Another example of the power of thought is biofeedback, a process that has been used by the medical community for decades. With biofeedback, a person is connected to a computer and can self-monitor certain body processes such as blood pressure or body temperature. Using thought they intentionally lower or raise their blood pressure or body temperature as they observe it on a monitor. That isn’t magic either, just another way our thoughts can be used to help us.
Biofeedback has evolved into a more sophisticated process called neurofeedback that now helps people to change brain pathways and positively modify behavior. Many people report decreased anxiety, increased attentiveness, and improved sleep, among other things, after sessions with neurofeedback. Neurofeedback uses your thoughts for these improvements. Science – no magic.
Hypnosis, biofeedback, and neurofeedback are great tools, however we can improve our thinking and our lives without using any of them. We do that by understanding that we are the thinker of our thoughts, or as Marcus Aurelius, Roman emperor (i.e., 161–180), stated, “You have power over your mind – not outside events. Realize this, and you will find strength”.
Jumping forward from Marcus Aurelius, a few thousand years, Jamie Smart, in The Little Book of Clarity says, “When we’re locked in a mind-made prison of habitual thoughts, it seems ludicrous to think that freedom could be so nearby. At least, until you realize who has the key. . .”
We use that key, and exercise the freedom to find our natural peace of mind by knowing that we don’t have to always take our thoughts so seriously. Just because our society promotes worry and upset as adult ways of coping with life, we don’t have to buy into that; we have options.
Learning when to trust our thinking, and when to let it go, we begin to live more peaceful lives.
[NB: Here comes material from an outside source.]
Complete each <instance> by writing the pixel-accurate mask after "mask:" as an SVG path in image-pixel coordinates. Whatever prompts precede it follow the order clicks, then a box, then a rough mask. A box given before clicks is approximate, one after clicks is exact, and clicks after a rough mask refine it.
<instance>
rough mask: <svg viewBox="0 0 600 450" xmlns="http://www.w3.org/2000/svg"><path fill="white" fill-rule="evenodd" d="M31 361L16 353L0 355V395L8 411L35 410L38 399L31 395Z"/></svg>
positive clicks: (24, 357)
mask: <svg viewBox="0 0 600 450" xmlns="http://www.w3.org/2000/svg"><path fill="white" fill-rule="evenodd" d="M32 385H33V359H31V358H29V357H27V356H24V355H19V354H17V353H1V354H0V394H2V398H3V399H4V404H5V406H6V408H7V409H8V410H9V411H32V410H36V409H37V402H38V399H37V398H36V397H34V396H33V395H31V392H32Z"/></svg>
Worry and upset never brings solutions to difficult situations. We are much more likely to access our wisdom and abilities when we are at peace. When natural insight occurs, solutions are visible that we were never able to see before.
How do you get from a place of worry and stress to a more peaceful moment when insight is possible? It begins by bringing yourself back to the present moment, the here and now. At this moment in time, is there anything you can do about the situation? If there is, do it! Then move on. If you can do nothing, why waste this moment worrying about it?
Many times, something from the past causes stress and unhappiness. The past cannot be changed, and watching the instant replay via your thinking, of something that occurred in the past, whether a week ago or twenty years ago, can cause you to feel the pain and hurt over and over again! It’s not helpful, so why put yourself through it? As the thinker, you have a choice. You can’t stop thoughts from popping into your head, and you have the option of watching the whole rerun episode again or choosing to point your thoughts in another direction by calling a friend, going for a walk or whatever it takes to distract yourself.
Garrett Kramer, in his book “Stillpower,” which is focused on athletic performance says, “Most of us, unfortunately, do not permit our negative thoughts to settle. We fail to realize that it is always unproductive to wage war with our thinking to elevate performance levels or states of mind. In truth, fearing or trying to deal with negative thoughts only gives them more power.”
Our ability to be at peace is always with us; only our thinking gets in the way. Recognizing how powerful thoughts are, whether being used with hypnosis to stop bleeding or with neurofeedback to improve sleep patterns, is amazing. It is equally amazing to realize that power is always available to us once we are aware of it. As my favorite theosopher, Sydney Banks wrote in The Missing Link, “Your thoughts are like the artist’s brush. They create a personal picture of the reality you live in”.
I hope you create beautiful pictures for your reality.